REVISED ABSTRACTS ARE DUE AUGUST 15
Revised Abstract Guidelines
In order for your abstract to be considered accepted, the revised abstract for both oral and poster presentation must be submitted no later than Wednesday, August 15 to email@example.com. Oral and poster presenters pay the full conference registration fee.
Abstracts will be published in an online supplemental issue of the Journal of Equine Veterinary Science prior to the conference.
Please follow these style guidelines (an abstract example is below):
•10-point font in Arial
•Title centered and bolded
•Author(s) and organization(s) centered
•Author(s) name should be First Initial, Middle Initial and Last Name/Surname
•Presenting authors should be identified with an asterisk (*). Every word (including affiliations, author(s), references, title, figure details, acknowledgements, references, etc.) counts toward the 500 word count.

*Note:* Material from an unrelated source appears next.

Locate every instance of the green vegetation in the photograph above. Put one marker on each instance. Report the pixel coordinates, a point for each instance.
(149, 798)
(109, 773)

•For authors from multiple institutions, it should be listed like this:
IG Martin1,*, CC Macedo1, GA Monteiro1, DP Leme2, FC Landim-Alvarenga1, FO Papa1
•Justify align abstract text
1Department of Animal Reproduction, College of Veterinary Medicine and Animal Science, Unesp, Botucatu, Brazil; 2Department of Animal Science and Rural Development, UFSC, Florianópolis, Brazil
•Abstract should be one paragraph with no breaks
•Reference and acknowledgements can be a new paragraph/break.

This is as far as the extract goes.